Monterrey.- Nadie entra, nadie sale, a menos que sea residente o traiga consigo un salvoconducto o un acompañante. La enorme avenida permite una estrecha vigilancia y la identificación plena de quien llega, sea transeúnte o vehículo, siempre es visto desde todos los ángulos. Los espías están por todas partes. Se cuadriculó el espacio para asegurar la observancia total, como un “gran ojo” y cada cual desempeña afanosamente su rol, so pena de ser castigado o desaparecido.
Existen jerarquías y niveles perfecta y estrictamente establecidos. Su absoluta organización la envidiaría el ejército mismo. Rituales de iniciación, entrenamiento y consagración, desde robar un celular hasta asaltar un banco, son gradualmente practicados y aprendidos. La condecoración más alta se entrega quien elimine a un enemigo poderoso. No importa cómo. La distribución y venta de estupefacientes también está meticulosamente sistematizada.
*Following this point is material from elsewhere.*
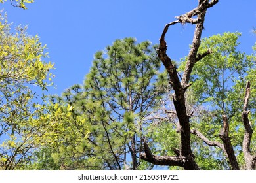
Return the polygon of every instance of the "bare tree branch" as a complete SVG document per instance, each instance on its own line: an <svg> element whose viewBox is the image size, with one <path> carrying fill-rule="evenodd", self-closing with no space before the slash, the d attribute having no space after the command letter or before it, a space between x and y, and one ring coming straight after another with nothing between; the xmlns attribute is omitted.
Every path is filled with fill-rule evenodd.
<svg viewBox="0 0 256 183"><path fill-rule="evenodd" d="M249 98L250 95L250 86L251 84L249 82L248 82L246 85L244 110L242 114L242 118L245 127L245 132L243 140L243 152L245 161L246 169L251 170L255 168L256 156L253 157L251 155L250 151L251 139L252 134L253 133L248 118L249 110L247 110Z"/></svg>
<svg viewBox="0 0 256 183"><path fill-rule="evenodd" d="M193 129L190 131L190 133L192 134L194 134L194 135L198 136L201 140L202 140L208 146L217 146L217 147L220 148L224 153L226 153L226 150L225 150L225 148L224 147L224 145L221 144L220 142L211 141L205 136L204 136L200 131L198 131L197 129Z"/></svg>
<svg viewBox="0 0 256 183"><path fill-rule="evenodd" d="M236 160L233 146L231 144L230 138L228 137L229 125L228 122L228 118L226 115L223 115L223 129L222 131L219 134L219 137L223 142L223 144L226 152L226 154L228 156L228 158L230 161L232 169L239 170L238 163Z"/></svg>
Si alguien osa desobedecer las reglas establecidas le cortan un dedo o una oreja, y si alguno habla de más, pierde su lengua de un navajazo (lo vivenciamos con uno de los alumnos de la escuela, resulta tan doloroso recordarlo). Había varios tipos estigmatizados con eso, quedan como apestados y ya nadie se les acerca. O los denuncian a la policía para que se los lleve y los encierre por años, sin importar su edad o condición.
Son curiosos y significativos sus motes: “El pulgarcito”, “el mechas”, “el Hulk”, “el burro”, “el guasón”, “el firulais”, “el conejo”, “el manguera”, “el loco”, “el copetes”, “el chivo”, “el barbas”, “el culo”, “el mago”, “el oso”, “el azote”, “el chamán”, “el toro”, “el chotillo”, “el panzón”, “el dientes”, “el jefe” … Hay también damiselas: “la loba”, “la troyana”, la diva”, “la joya”, “la gorda”, “la chirigüiya”, “la garrapata”, “la reina”, “la cochi”, “la negra”, “la anaconda”, “la pitufa”, “la güera”, “la leona”, “la niña”, “la enana”, “la golosa”, “la tabla”, “la jefa”…
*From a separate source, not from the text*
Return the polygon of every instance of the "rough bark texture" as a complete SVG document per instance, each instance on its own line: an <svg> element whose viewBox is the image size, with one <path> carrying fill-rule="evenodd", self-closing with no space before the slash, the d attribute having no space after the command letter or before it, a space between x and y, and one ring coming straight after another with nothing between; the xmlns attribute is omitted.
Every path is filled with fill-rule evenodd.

Todos saben todo y se solapan sus culpas y se regocijan de sus atrocidades y justifican sus fechorías y festejan sus nefastos triunfos y gozan con lo robado y matan como si se tratara de un juego; desde muy niños, fueron aprendiendo el ominoso y degradante oficio de delinquir, en todas sus agravantes, como parte de su jodida cultura. También coexisten cotidianamente con la ingesta de cerveza y el ruido de música populachera que a cualquier hora inunda las calles.
No hay pasado ni futuro para ellos, solo viven el presente, la intensidad de cada día como si fuera el último de su denigrada existencia. Está de más decir que no pidieron nacer ni vivir así. Familias pauperizadas y sitiadas en los burdamente llamados polígonos de pobreza. “Errores del sistema”, algunos así los denominan. Constituyen una rara mezcla de pobreza y poder y puedes ver las paupérrimas viviendas ornamentadas con onerosas pantallas de más de 50 pulgadas o con los aparatos electrónicos más sofisticados, entre paredes descuidadas y ruinosas.
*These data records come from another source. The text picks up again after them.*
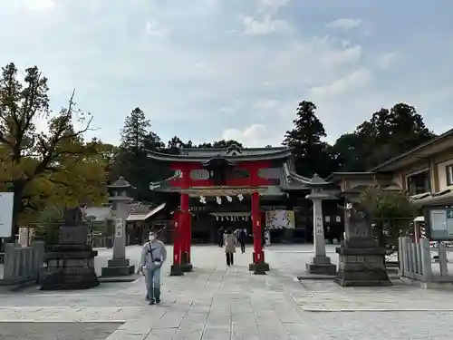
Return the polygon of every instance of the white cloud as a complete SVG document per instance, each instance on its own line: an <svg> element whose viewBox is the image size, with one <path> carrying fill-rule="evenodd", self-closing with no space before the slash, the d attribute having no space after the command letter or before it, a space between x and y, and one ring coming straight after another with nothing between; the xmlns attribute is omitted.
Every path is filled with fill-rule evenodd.
<svg viewBox="0 0 453 340"><path fill-rule="evenodd" d="M342 18L342 19L338 19L332 21L326 24L326 27L332 28L332 29L339 29L339 30L344 30L348 31L352 28L357 27L361 24L361 19L347 19L347 18Z"/></svg>
<svg viewBox="0 0 453 340"><path fill-rule="evenodd" d="M253 104L253 108L261 111L269 111L275 109L278 105L278 101L274 99L262 99Z"/></svg>
<svg viewBox="0 0 453 340"><path fill-rule="evenodd" d="M145 26L146 33L157 39L165 39L169 35L169 28L162 27L156 21L149 21Z"/></svg>
<svg viewBox="0 0 453 340"><path fill-rule="evenodd" d="M257 0L258 10L276 12L281 7L287 5L291 0Z"/></svg>
<svg viewBox="0 0 453 340"><path fill-rule="evenodd" d="M47 12L57 5L55 0L26 0L25 6L31 11Z"/></svg>
<svg viewBox="0 0 453 340"><path fill-rule="evenodd" d="M252 16L246 16L243 23L244 34L247 35L265 35L274 32L285 31L289 28L284 20L272 19L270 15L265 15L262 21Z"/></svg>
<svg viewBox="0 0 453 340"><path fill-rule="evenodd" d="M252 124L244 130L227 129L223 131L222 139L235 140L250 148L265 147L266 145L279 146L282 138L275 138L267 127L263 124Z"/></svg>
<svg viewBox="0 0 453 340"><path fill-rule="evenodd" d="M381 69L387 70L394 65L399 59L399 53L396 52L389 52L381 55L378 59L378 66Z"/></svg>
<svg viewBox="0 0 453 340"><path fill-rule="evenodd" d="M352 90L361 90L371 79L372 76L370 71L366 68L361 68L326 86L317 86L310 89L309 95L315 102L332 98Z"/></svg>
<svg viewBox="0 0 453 340"><path fill-rule="evenodd" d="M43 15L26 11L26 4L34 11L41 5ZM332 139L400 100L423 108L429 126L431 112L448 112L444 119L451 121L453 44L444 22L426 17L426 35L419 20L409 23L399 31L398 52L404 53L395 59L386 54L394 43L386 32L399 24L377 5L367 16L363 6L351 5L352 19L329 27L360 29L336 38L323 35L319 17L339 18L338 8L319 1L0 0L0 38L9 42L0 47L0 64L37 64L49 77L53 109L76 87L78 102L101 128L92 134L111 142L118 142L124 116L136 106L164 139L213 141L236 128L226 133L260 146L280 143L303 100L318 106ZM424 17L420 8L428 5L414 3L414 13L417 6L414 15ZM297 11L316 15L297 20ZM366 24L354 19L365 17ZM364 37L365 29L383 22L386 30ZM392 65L391 73L378 72ZM447 90L422 95L434 88Z"/></svg>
Ellos y ellas regularmente ataviados con sendas cadenas, pulseras, anillos y aretes de oro del más alto kilataje. Hay comida y bebida chatarra por todas partes, entre otras chucherías y pendejaditas inútiles, clarísima muestra del derroche en que viven. Su condición socioemocional lo ha hecho inhumanos y desalmados. Nacen, crecen y mueren con el chip de la violencia incrustado en su cerebelo. Absolutamente todas son familias “disfuncionales”.
¿El arte, la educación, los apoyos gubernamentales, la esperanza de una vida mejor?; no existen para ellos. Sin fe, con muchísimo dinero mal gastado en lujos innecesarios, van perviviendo con la desolación en sus almas, aunque aparenten ser felices. Pobres ovejas descarriadas, dice el cura de la iglesita de la colonia, quien también disfruta de jugosas ganancias y favores sexuales a cambio de salvaguardarlos de sus costosos pecados. El reino existe, descarnado, real, al sur de la populosa ciudad de Monterrey (allí trabajé como profesor).